Luise Reuss-Belce (24 October 1862 – 5 March 1945) was an Austrian - German operatic dramatic soprano. In the last years of her life she worked as an opera director and singing teacher.

== Life ==
Born in Vienna, Luise Baumann first appeared under the pseudonym Luise Belce. In 1885 she married the composer and musicologist Eduard Reuss (1851-1911) and from then bore the double name by which she became known. Her daughter Elisabeth Reuss became a concert singer and educator; her son Wilhelm Franz Reuss (1886–1945) became a conductor and composer.

She studied in Vienna with Josef Gänsbacher and in Karlsruhe with Fritz Plank (1848-1900). She made her debut in 1881 at the Großherzogliches Hoftheater [cf. Badisches Staatstheater Karlsruhe] as Elsa in Lohengrin. There she also played other important roles, for example Cassandra in Les Troyens (1890) and the title role in Ingwelde (1894). From 1897 to 1901 she was engaged at the then newly opened Hessisches Staatstheater Wiesbaden. From 1901 to 1903 she was a member of the Metropolitan Opera in New York. From 1901 to 1907 she was a guest at the Hofoper Dresden. In 1884 she made a guest appearance in Munich; 1899 in Amsterdam; 1893 and 1900 at the Covent Garden Opera in London. She also appeared at various other places in Germany.

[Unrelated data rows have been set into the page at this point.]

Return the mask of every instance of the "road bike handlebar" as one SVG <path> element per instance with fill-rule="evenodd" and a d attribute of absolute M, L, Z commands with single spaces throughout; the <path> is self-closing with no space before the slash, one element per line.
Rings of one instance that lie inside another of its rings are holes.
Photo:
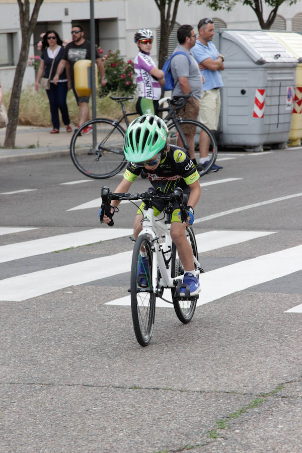
<path fill-rule="evenodd" d="M 102 205 L 101 206 L 101 213 L 100 214 L 100 221 L 103 223 L 104 215 L 107 215 L 110 219 L 110 221 L 108 224 L 109 226 L 112 226 L 114 222 L 112 219 L 113 214 L 111 212 L 111 204 L 112 200 L 142 200 L 145 204 L 151 207 L 154 200 L 165 200 L 168 202 L 173 201 L 175 199 L 177 202 L 180 210 L 180 214 L 182 222 L 187 222 L 189 214 L 184 202 L 184 193 L 180 187 L 176 187 L 173 193 L 170 195 L 161 195 L 153 192 L 147 191 L 142 193 L 114 193 L 110 192 L 109 188 L 105 186 L 102 188 L 101 192 L 102 197 Z"/>

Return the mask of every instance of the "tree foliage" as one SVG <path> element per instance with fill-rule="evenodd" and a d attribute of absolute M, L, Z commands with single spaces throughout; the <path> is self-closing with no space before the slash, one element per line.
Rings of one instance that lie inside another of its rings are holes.
<path fill-rule="evenodd" d="M 214 11 L 218 10 L 226 10 L 230 11 L 238 3 L 251 7 L 257 17 L 262 29 L 269 29 L 276 19 L 279 7 L 283 3 L 287 3 L 291 6 L 297 3 L 297 0 L 185 0 L 190 4 L 196 3 L 197 5 L 205 4 Z M 265 20 L 263 17 L 263 7 L 267 5 L 271 8 L 268 17 Z"/>
<path fill-rule="evenodd" d="M 13 148 L 15 146 L 22 82 L 27 64 L 30 38 L 36 26 L 39 11 L 43 0 L 36 0 L 34 4 L 31 4 L 29 0 L 17 0 L 17 2 L 19 9 L 22 42 L 8 112 L 9 124 L 7 127 L 4 144 L 5 148 Z"/>

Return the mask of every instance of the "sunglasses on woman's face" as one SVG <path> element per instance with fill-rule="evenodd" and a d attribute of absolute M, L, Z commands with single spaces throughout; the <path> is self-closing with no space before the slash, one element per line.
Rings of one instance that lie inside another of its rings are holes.
<path fill-rule="evenodd" d="M 147 165 L 148 167 L 153 167 L 154 165 L 157 165 L 159 163 L 160 159 L 161 159 L 161 154 L 159 155 L 156 161 L 147 161 L 145 162 L 135 162 L 135 165 L 136 167 L 145 167 L 146 165 Z"/>
<path fill-rule="evenodd" d="M 153 39 L 140 39 L 138 42 L 140 44 L 152 44 Z"/>

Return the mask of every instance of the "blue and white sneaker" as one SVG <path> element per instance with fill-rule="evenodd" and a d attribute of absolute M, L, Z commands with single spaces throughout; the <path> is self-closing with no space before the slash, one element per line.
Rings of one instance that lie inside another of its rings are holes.
<path fill-rule="evenodd" d="M 196 295 L 200 290 L 199 279 L 197 277 L 194 277 L 191 272 L 186 272 L 184 275 L 183 284 L 179 289 L 179 295 L 181 297 L 185 297 L 186 295 L 186 285 L 190 288 L 190 297 Z"/>
<path fill-rule="evenodd" d="M 149 277 L 149 265 L 146 256 L 139 256 L 136 275 L 137 284 L 142 288 L 150 286 Z"/>

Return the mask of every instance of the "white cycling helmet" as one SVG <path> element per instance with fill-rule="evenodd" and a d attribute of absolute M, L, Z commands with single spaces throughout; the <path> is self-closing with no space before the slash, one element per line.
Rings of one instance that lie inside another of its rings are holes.
<path fill-rule="evenodd" d="M 148 28 L 141 28 L 134 35 L 134 42 L 140 39 L 153 39 L 153 33 Z"/>

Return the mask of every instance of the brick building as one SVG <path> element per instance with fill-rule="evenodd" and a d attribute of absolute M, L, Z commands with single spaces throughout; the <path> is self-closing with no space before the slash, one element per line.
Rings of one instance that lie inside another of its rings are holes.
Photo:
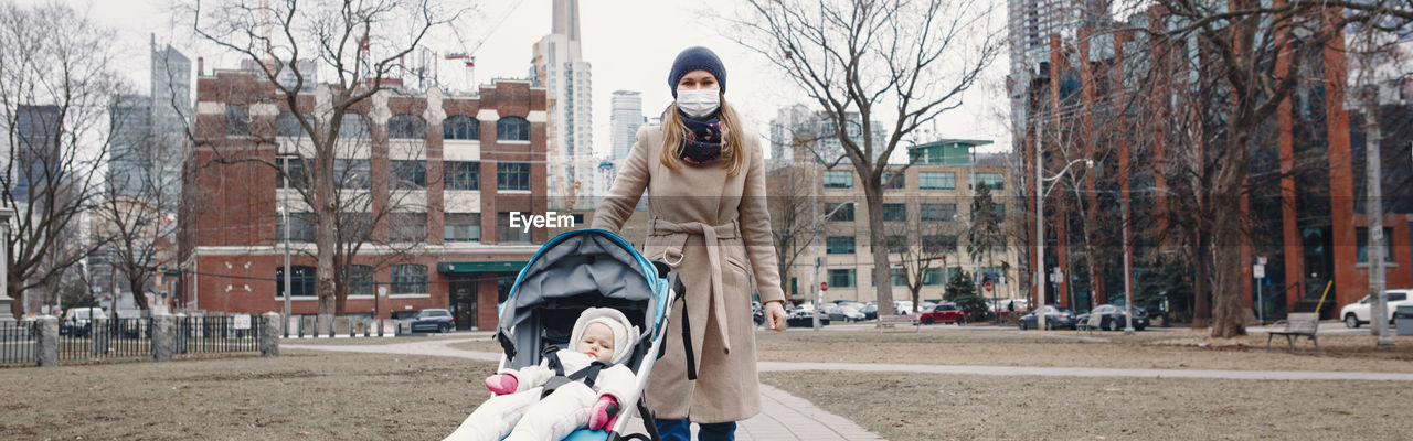
<path fill-rule="evenodd" d="M 294 112 L 321 119 L 329 86 L 301 92 Z M 512 229 L 512 213 L 545 213 L 545 90 L 496 81 L 472 96 L 389 90 L 345 116 L 335 158 L 339 204 L 370 240 L 348 269 L 345 312 L 451 308 L 458 328 L 489 329 L 496 304 L 547 239 Z M 319 124 L 326 122 L 319 120 Z M 187 310 L 281 311 L 283 237 L 291 249 L 291 310 L 317 314 L 311 209 L 298 181 L 312 147 L 283 96 L 250 71 L 196 85 L 196 143 L 184 165 L 179 260 Z M 304 154 L 297 154 L 304 153 Z M 285 232 L 288 223 L 288 232 Z M 386 295 L 384 295 L 386 294 Z"/>

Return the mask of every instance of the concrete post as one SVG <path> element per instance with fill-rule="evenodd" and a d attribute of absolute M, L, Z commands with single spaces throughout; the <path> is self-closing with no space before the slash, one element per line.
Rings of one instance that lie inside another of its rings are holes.
<path fill-rule="evenodd" d="M 172 315 L 172 353 L 187 353 L 187 338 L 189 338 L 187 324 L 187 314 Z"/>
<path fill-rule="evenodd" d="M 153 314 L 153 360 L 172 360 L 172 325 L 174 318 L 168 314 Z"/>
<path fill-rule="evenodd" d="M 333 318 L 333 335 L 335 336 L 349 336 L 353 335 L 353 324 L 349 322 L 348 315 Z"/>
<path fill-rule="evenodd" d="M 260 356 L 280 356 L 280 312 L 260 315 Z"/>
<path fill-rule="evenodd" d="M 54 315 L 41 315 L 34 321 L 34 339 L 38 346 L 40 366 L 58 366 L 59 365 L 59 318 Z"/>
<path fill-rule="evenodd" d="M 89 339 L 93 343 L 93 356 L 102 358 L 107 353 L 107 317 L 95 317 L 89 321 Z"/>
<path fill-rule="evenodd" d="M 317 336 L 333 336 L 333 315 L 319 314 L 319 331 Z"/>

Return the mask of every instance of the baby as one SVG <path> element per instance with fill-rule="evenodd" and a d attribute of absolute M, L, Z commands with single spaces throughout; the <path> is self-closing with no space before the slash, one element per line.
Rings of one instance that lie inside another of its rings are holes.
<path fill-rule="evenodd" d="M 622 365 L 636 339 L 637 328 L 623 312 L 585 310 L 569 334 L 574 349 L 560 349 L 555 356 L 565 376 L 593 362 L 606 363 L 593 386 L 558 376 L 548 358 L 520 370 L 502 369 L 486 377 L 486 389 L 496 396 L 482 403 L 447 440 L 564 440 L 579 427 L 613 427 L 620 403 L 636 400 L 636 379 Z M 558 386 L 541 399 L 547 383 Z"/>

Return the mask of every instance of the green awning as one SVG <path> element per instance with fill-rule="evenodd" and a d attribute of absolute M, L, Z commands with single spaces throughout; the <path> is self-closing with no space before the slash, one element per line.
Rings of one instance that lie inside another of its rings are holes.
<path fill-rule="evenodd" d="M 520 273 L 528 261 L 438 261 L 437 273 L 442 274 L 471 274 L 471 273 Z"/>

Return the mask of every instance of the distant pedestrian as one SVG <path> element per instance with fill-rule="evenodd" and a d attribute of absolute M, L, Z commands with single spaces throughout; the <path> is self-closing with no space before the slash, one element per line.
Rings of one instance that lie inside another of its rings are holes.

From 1882 to 1912 Reuss-Belce sang at the Bayreuth Festival where she first appeared in different roles. From 1899 however she sang only the part of Fricka, which was described as her most brilliant role. She proved to be formative for the style of these Wagner-Festspiele. From 1908 to 1933 she was also dramaturgical assistant of the plays.

From 1907 Reuss-Belce performed only in Bayreuth. In 1912 the now widowed Reuss-Belce retired from the stage. She began working as a voice teacher and opera director, in the latter function from 1916 at the Deutsche Oper Berlin. She was also active in Nuremberg after 1913. She ended her career in 1933.

She died in March 1945 in Aichach on the run from the bombing of Dresden. She is said to have been the last singer to perform under Wagner's direction.